Threat Score Calculation - Examples
Some examples to explain how we would arrive at a Threat Score.
Example 1
A SAID has two CVEs; two come back as exploited.
Triggered Rules
The following rules are triggered:
| • | CVE1 Triggers |
| • | Historically Linked to Remote Access Trojan |
| • | Recent remote code execution POC verified |
| • | CVE2 Triggers |
| • | Historically Linked to Exploit Kit |
The Threat Score would be 51.
Calculating the Score
The criticality range is set by the most critical rule triggered, which is critical. This sets the score's maximum and minimum range as between 45 and 70.
|
Item |
Value |
|
Base Score |
+45 |
|
Recent remote code execution POC verified |
+4 |
|
Linked to Recent Cyber Exploit |
+1 |
|
Historically Linked to Remote Access Trojan |
+1 |
|
Threat Score (Sum of above values) |
51 |
Example 2
A SAID has seven CVEs; and all come back as exploited.
Triggered Rules
The following rule is triggered by all CVEs:
| • | CVE1, CVE2, CVE3, CVE4, CVE5, CVE6 and CVE7 triggers |
| • | Recently Linked to Malware |
The Threat Score would be 23.
Calculating the Score
The criticality range is set by the most critical rule triggered, which is medium. This sets the score's maximum and minimum range as between 13 and 23.
|
Item |
Value |
|
Base Score |
+13 |
|
Recently Linked to Malware |
+2 * 7 CVE = +14 |
|
Threat Score (Sum of above values) |
27 Note:At this point, we have exceeded the maximum for a critical threat, which is 23, so the score is 23. |
Example 3
A SAID has one CVE and it comes back as exploited.
Triggered Rules
The following rule is triggered:
| • | CVE1 triggers |
| • | Historically exploited in the wild |
The Threat Score would be 27.
Calculating the Score
The criticality range is set by the most critical rule triggered, which is high. This sets the score's maximum and minimum range as between 24 and 44.
|
Item |
Value |
|
Base Score |
+24 |
|
Historically exploited in the wild |
+3 |
|
Threat Score (Sum of above values) |
27 |
Example 4
A SAID has many CVEs, none come back as exploited.

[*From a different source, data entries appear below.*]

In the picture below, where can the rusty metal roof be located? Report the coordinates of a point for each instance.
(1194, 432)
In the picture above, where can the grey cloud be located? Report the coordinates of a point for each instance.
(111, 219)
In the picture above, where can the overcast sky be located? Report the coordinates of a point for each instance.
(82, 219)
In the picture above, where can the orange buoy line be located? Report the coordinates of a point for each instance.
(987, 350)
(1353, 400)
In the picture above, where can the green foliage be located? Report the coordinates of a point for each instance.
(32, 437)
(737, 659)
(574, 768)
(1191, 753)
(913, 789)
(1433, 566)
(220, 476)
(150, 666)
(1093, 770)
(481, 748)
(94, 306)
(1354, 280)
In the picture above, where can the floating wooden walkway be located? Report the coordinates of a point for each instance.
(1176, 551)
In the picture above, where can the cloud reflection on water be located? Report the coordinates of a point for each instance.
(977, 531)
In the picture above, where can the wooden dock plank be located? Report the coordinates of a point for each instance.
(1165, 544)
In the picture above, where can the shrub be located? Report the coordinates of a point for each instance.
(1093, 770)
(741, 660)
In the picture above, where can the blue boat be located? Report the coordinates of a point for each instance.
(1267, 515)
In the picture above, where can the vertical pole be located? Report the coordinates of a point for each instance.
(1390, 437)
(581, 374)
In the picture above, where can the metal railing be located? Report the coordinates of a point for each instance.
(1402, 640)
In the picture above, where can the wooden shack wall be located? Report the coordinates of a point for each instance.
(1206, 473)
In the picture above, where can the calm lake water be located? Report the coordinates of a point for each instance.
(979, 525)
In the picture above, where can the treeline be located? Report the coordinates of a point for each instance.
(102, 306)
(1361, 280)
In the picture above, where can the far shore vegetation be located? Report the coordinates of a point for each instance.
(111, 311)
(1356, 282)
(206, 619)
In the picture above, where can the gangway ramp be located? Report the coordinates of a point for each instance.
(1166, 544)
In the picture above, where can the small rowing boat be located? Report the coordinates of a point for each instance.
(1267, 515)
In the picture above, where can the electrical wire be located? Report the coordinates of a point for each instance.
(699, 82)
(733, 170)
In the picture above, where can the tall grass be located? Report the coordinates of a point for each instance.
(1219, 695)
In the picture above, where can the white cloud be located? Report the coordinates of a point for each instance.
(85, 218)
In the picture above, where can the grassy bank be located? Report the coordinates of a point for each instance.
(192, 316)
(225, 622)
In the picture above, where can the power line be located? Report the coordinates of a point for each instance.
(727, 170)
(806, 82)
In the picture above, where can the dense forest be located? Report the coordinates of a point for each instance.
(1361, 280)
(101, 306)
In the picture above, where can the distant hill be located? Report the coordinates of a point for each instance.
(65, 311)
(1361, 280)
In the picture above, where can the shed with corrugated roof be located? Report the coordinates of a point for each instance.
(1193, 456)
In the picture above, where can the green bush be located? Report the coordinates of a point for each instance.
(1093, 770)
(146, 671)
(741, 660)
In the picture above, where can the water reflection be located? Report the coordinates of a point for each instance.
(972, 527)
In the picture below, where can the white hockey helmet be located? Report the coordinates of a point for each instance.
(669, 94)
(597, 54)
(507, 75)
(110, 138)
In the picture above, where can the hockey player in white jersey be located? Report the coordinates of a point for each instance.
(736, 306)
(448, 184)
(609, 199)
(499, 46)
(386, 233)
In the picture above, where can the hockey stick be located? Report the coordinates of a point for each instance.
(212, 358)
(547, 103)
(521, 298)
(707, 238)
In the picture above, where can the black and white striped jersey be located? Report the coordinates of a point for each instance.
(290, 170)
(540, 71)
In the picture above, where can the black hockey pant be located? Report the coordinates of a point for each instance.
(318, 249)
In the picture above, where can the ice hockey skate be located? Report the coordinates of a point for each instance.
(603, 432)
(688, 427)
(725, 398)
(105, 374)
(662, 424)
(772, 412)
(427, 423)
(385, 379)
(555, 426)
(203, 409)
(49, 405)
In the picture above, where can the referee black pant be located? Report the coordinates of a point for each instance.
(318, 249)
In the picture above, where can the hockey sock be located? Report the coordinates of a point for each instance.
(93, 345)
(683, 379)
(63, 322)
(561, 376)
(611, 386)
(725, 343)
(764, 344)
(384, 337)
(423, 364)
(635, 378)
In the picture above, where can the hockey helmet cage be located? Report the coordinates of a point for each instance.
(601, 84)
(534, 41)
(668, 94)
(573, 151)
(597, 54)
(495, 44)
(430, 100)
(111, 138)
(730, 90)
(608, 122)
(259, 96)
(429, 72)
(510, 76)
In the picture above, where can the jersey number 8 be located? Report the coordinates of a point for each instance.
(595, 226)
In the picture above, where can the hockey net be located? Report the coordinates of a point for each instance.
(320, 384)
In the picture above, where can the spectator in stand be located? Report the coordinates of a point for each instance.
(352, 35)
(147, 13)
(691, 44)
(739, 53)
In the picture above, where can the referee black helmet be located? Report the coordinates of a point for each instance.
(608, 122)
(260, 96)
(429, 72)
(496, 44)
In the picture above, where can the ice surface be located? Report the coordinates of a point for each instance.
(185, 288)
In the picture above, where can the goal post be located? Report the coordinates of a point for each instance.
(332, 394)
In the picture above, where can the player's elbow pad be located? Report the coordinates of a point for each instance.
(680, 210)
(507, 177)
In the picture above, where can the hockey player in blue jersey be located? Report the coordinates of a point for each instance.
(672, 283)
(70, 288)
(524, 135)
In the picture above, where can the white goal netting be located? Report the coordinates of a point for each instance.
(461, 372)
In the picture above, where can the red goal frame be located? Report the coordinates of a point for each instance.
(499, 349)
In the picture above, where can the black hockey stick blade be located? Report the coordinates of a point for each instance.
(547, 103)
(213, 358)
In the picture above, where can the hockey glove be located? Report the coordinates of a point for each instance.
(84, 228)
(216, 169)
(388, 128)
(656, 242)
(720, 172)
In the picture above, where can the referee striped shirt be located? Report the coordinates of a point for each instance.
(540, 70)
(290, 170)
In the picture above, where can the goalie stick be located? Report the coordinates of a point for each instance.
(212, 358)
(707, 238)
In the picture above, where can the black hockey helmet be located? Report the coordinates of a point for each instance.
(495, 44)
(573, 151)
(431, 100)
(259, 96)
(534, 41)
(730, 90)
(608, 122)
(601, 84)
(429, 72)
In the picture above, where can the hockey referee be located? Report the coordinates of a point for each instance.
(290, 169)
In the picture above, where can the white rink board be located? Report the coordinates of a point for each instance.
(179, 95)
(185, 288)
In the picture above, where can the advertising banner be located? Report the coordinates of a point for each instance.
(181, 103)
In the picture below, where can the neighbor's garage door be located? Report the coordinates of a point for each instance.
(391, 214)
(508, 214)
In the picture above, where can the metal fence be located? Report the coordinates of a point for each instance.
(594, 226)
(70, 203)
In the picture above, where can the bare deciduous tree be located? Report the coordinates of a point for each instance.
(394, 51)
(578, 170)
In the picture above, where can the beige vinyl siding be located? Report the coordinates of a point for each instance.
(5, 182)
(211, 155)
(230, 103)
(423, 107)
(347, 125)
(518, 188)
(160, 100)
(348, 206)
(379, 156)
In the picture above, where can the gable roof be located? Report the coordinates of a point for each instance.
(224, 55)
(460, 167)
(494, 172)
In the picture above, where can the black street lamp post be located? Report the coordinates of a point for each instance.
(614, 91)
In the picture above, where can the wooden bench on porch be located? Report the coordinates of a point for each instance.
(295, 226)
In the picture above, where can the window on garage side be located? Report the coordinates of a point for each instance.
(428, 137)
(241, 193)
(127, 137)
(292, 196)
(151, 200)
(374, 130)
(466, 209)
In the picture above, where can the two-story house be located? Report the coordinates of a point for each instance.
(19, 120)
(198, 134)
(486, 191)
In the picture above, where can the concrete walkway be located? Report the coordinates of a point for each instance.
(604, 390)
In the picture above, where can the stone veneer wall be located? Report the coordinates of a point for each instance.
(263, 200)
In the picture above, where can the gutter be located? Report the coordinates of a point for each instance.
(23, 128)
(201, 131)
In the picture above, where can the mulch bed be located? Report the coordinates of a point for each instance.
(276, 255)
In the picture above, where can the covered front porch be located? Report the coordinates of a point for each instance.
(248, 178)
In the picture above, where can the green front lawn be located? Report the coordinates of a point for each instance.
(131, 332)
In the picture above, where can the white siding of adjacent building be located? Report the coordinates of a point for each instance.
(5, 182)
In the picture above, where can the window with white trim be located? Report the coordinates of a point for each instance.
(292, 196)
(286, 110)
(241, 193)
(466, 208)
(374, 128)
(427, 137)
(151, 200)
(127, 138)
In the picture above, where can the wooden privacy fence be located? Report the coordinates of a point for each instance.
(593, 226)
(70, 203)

The score would be 0 because there are no rules triggered.
Advisory with Multiple Vulnerabilities
An advisory Threat Score is based upon each of the CVEs included in an Advisory as specified above. In Software Vulnerability Research, the vulnerabilities that have exploits are indicated with a red circle for easier identification.